Llegando a casa y los días subsecuentes pregunté a mis amigos si sabían que era el relijo, pero nadie supo darme razón. Busqué la palabra en el diccionario y tampoco. Era una palabra secreta, suponía yo, que seguramente se decía para invocar a la Santa Virgen. Mis amigas, por su parte, me decían que le daba mucha importancia a algo que no la tenía. No me atrevía a preguntarle a ningún adulto al respecto, por temor a otro regaño y con el tiempo la olvidé.

Seguí llendo a la fiesta de la Virgen, seguí vistiendo el traje tradicional, hasta que mi mamá dejó de coser y bordar para mí y luego nos vinimos a vivir a Colima capital. Tenía más o menos 16 años cuando, yendo a Catedral, alguien en el trayecto me regaló una hoja donde venía el canto de “La Guadalupana”. Era la primera vez que lo veía escrito . En ese momento me acordé del relijo y lo busqué en el escrito.   Mi sorpresa fue muy grande cuando no lo encontré. En su lugar había otras palabras que sí entendí: “Este cerro elijo, este cerro elijo, este cerro elijo para hacer mi altar”. No paré de reír cuando la leí. Era sumamente divertido enfrentar la realidad. El relijo no existía.  Sentí un alivio muy grande al leer esa hoja y me devolvió la fe en mi misma y en que no estaba equivocada por cuestionar ante una duda tan grande. Entendí que la fe ciega no es saludable y que a veces  los adultos no tienen razón.  Ahora se que no fui la única con esa duda.
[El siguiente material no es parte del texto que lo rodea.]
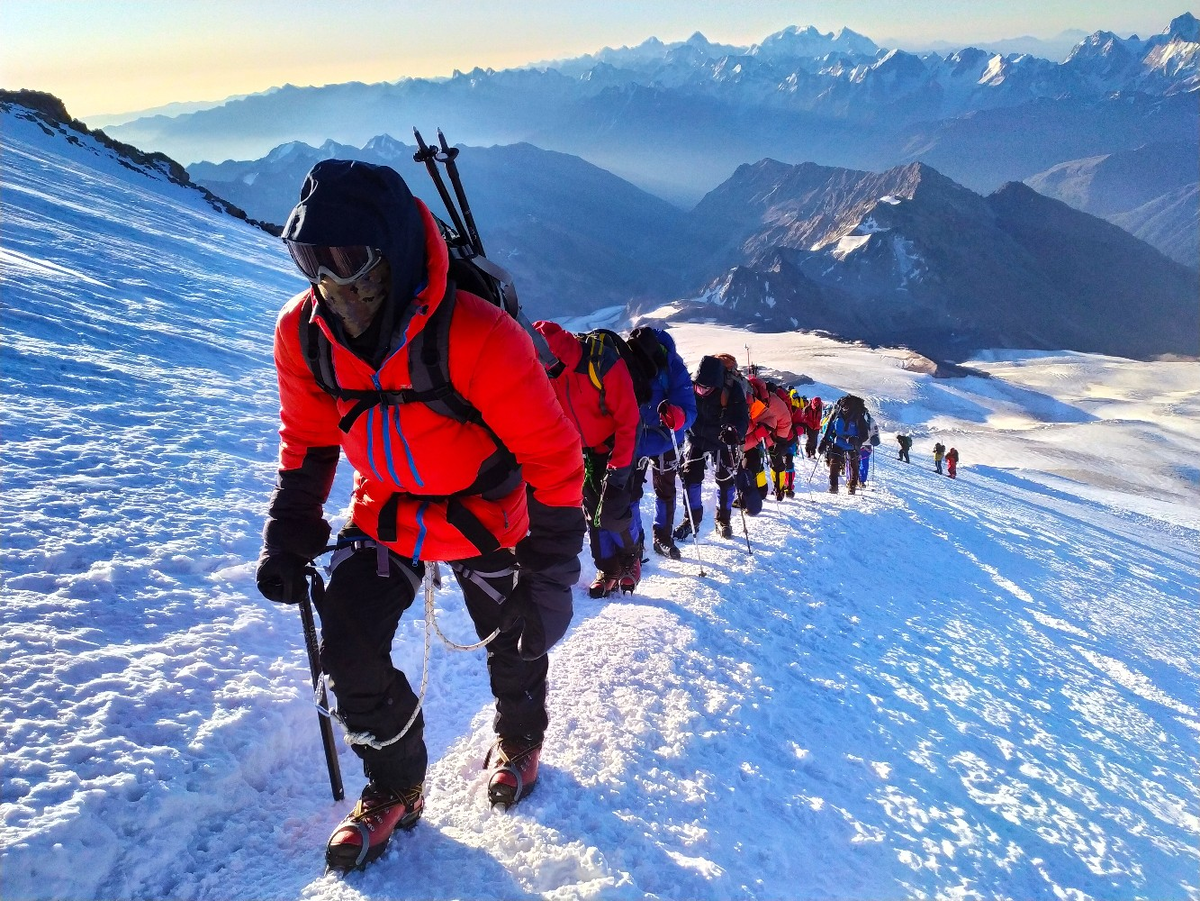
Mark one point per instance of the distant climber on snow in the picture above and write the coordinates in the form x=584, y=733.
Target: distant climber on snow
x=843, y=438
Tengo por lo menos dos amigas que, conversando conmigo, me comentan que tuvieron la misma duda que yo y el relijo las acompañó gran parte de su vida.

Indudablemente, la capacidad de cuestionar  configuró mi carácter y seguramente que contribuyó para que más de una vez me hayan catalogado como persona con  “problemas con la autoridad”. Pero también me enseñó, como madre  y como profesora universitaria, a jamás imponer a mis hijos, ni a mis alumnas, un punto de vista, no sin antes comprobar que lo que les estaba diciendo o pidiendo que hicieran tenía altas posibilidades de ser verdad.  Sigo siendo de la misma manera.
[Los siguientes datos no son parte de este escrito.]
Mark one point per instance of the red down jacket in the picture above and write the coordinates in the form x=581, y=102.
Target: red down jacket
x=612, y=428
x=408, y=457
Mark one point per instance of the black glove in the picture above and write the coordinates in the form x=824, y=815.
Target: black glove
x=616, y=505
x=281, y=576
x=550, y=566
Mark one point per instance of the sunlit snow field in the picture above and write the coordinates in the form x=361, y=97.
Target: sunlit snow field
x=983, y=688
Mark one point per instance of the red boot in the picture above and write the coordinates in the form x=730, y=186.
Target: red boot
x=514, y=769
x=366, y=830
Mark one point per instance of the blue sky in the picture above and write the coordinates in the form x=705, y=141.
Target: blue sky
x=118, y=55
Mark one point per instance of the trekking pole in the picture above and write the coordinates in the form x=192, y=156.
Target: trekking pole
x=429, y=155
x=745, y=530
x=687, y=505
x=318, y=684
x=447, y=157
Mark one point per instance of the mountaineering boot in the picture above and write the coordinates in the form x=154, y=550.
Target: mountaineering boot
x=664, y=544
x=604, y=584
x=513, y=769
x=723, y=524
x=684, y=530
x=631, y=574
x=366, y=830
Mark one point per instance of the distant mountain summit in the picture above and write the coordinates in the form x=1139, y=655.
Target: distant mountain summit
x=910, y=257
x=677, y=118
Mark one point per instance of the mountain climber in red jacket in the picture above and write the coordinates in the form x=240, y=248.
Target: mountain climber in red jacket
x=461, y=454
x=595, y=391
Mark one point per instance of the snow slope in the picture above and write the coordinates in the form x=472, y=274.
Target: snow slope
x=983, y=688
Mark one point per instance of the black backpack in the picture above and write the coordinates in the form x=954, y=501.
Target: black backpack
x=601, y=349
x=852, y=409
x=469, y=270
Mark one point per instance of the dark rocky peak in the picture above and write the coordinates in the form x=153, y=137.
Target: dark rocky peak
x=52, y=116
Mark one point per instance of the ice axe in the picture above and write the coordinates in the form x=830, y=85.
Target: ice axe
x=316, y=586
Muchas personas  de mi edad, no tuvieron posibilidades de cuestionar a los mayores, por la amenaza de recibir más que una reprimenda. Los golpes en la formación de la niñez y las juventudes eran mucho más frecuentes antes que ahora, época en la cual, esa forma de educar se considera en desuso, por la carga de violencia que implica en la formación o mas bien, deformación, de las nuevas generaciones.

Celebro que ahora las personas, sin importar la edad, puedan cuestionar los puntos de vista de otros y conformar así sus propios argumentos y que no se queden con una opinión dada por alguien, solo porque es de más edad. Ser capaz de construir en la diferencia de opiniones permite la convivencia pacífica y sobre todo, crear entendimiento entre las personas.

Tengo que confesar que  celebro el  relijo, que todavía a los años, me da de que hablar y sobre todo, mucho que reír cuando lo cuento. Hoy me doy cuenta que si existe, aunque solo sea en palabra.